The Gift is not a recent short, it was commissioned by TV makers Philips two years ago as part of their Parallel Lines project to director Carl Erik Rinsch, and got its share of buzz back then, and for understandable reasons.
This short movie, despite its commercial purpose, reunites almost all I love in shorts:
- It’s short: The Gift is under 5 minute long, and when you will watch it, you will be remembered how much you can tell in such a short amount of time. In comparison to the 50 shorts semi-finalists at Your Film Festival, 48 of them being over 5 minutes, it is refreshing.
- It uses the craft of cinema perfectly: beautiful cinematography, beautiful set-design, incredible work on sound, and of course, VFX.
- It is all about show don’t tell: the first dialog starts almost at 2 minute in the story and yet, you don’t feel like it was silent; because of the above point, and because you learn something in every frame.
- It is ambitious: The Gift is not only about visual beauty, it has an ambitious story to tell.

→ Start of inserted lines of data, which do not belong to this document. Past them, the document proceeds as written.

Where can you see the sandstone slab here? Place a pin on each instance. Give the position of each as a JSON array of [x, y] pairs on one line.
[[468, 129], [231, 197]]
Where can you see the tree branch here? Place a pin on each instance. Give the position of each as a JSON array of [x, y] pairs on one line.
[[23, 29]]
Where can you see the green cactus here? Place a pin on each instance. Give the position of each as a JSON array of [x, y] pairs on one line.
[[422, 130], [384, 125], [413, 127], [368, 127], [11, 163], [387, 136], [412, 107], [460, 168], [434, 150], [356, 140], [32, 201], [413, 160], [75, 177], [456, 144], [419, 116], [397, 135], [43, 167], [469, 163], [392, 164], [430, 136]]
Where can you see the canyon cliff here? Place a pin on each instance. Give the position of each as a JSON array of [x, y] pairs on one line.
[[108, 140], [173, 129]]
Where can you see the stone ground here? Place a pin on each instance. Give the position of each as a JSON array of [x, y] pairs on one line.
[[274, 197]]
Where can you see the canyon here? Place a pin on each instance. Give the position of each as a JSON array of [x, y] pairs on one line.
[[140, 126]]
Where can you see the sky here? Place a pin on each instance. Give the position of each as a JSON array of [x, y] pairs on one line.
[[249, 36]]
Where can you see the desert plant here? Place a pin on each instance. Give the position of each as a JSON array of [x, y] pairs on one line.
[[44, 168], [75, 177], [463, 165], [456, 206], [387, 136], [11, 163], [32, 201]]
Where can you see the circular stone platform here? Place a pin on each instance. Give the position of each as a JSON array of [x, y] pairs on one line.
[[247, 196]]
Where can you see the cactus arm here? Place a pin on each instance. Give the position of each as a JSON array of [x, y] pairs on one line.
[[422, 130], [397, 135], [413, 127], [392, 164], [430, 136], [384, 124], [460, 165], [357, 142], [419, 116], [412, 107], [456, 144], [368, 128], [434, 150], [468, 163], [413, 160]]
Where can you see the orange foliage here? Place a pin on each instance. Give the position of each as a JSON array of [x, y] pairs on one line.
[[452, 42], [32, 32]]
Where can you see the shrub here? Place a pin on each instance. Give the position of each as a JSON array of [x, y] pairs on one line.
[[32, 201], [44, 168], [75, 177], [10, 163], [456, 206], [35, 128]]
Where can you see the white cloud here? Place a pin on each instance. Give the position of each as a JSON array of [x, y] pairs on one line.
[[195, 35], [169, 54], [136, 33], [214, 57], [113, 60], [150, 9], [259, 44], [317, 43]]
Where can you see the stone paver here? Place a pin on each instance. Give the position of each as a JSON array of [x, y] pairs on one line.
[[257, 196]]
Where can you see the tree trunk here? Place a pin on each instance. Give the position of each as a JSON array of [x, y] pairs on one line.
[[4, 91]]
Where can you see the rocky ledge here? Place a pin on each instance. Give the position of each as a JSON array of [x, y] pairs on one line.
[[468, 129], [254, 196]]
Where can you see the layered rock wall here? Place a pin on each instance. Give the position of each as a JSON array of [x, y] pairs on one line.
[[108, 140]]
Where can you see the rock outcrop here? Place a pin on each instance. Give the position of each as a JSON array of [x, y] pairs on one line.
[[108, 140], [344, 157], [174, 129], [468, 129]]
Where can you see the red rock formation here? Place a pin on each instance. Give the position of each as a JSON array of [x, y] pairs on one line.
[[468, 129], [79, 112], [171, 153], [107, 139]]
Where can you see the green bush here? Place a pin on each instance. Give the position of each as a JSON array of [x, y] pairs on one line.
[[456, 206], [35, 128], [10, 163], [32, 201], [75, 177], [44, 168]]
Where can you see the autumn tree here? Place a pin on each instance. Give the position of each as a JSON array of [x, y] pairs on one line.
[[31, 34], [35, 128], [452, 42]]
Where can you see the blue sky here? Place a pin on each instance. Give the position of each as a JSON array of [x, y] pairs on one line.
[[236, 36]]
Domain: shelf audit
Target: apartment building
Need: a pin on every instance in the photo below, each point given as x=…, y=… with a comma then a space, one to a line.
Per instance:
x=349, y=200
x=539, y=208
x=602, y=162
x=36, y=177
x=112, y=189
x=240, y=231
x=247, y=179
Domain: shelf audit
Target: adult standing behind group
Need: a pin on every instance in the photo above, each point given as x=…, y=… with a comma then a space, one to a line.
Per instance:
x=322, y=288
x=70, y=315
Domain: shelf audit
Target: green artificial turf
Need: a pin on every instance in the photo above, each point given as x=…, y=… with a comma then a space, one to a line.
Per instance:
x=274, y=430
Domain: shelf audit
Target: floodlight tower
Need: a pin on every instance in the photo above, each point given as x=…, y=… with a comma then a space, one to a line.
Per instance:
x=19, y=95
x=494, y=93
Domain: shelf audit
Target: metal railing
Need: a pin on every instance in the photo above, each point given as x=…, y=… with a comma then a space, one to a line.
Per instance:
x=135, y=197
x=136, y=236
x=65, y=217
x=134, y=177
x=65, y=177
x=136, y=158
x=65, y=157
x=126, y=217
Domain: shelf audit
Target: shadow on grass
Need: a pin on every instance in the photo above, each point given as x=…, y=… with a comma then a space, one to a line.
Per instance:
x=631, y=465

It is ambitious because it is set in a futuristic world that mixes (brilliantly) old and new codes (think Tolstoi meets District 9) that need to be set-up quickly, and because nothing is explained, yet, everything is understandable. (see movie)
- It opens up your appetite: The Gift leaves you with a taste of possible in the mouth, and that’s a taste you always want to find again.
So, why the almost perfect ?
Meet me after watching the short for more on that, as I don’t want to spoil your viewing experience (how nice of me):
Hiatus: the only thing that felt pushy to me, was the robot running away. There are no evidence explaining why, instead of simply hiding the box (if that’s even needed) and ‘letting the police do their job’ he decides to escape. After all, the man was run over by a bus, he wasn’t murdered.
Of course, there might be a million reasons in the backstory explaining why he would do that, but it doesn’t feel like this is something that was thought through. And if it was, it got cut out or wasn’t conveyed at all on screen.
I don’t know what is the box about, I don’t get it, but I don’t need to know it to enjoy the story. The atmosphere is built for me to understand it is important. Important enough to kill a man. But the robot escaping an accident scene doesn’t fit the equation.
By the end of the short I had high hopes this was an excellent short teaser made for a potential feature film (à la District 9 once again), but then I discovered all about Philips and co., and realized this unsolved dots will remain question marks in my head.
So, all in all, The Gift is a great storytelling lesson but could have used a little tweak to reach total perfection. If that’s a goal, that is.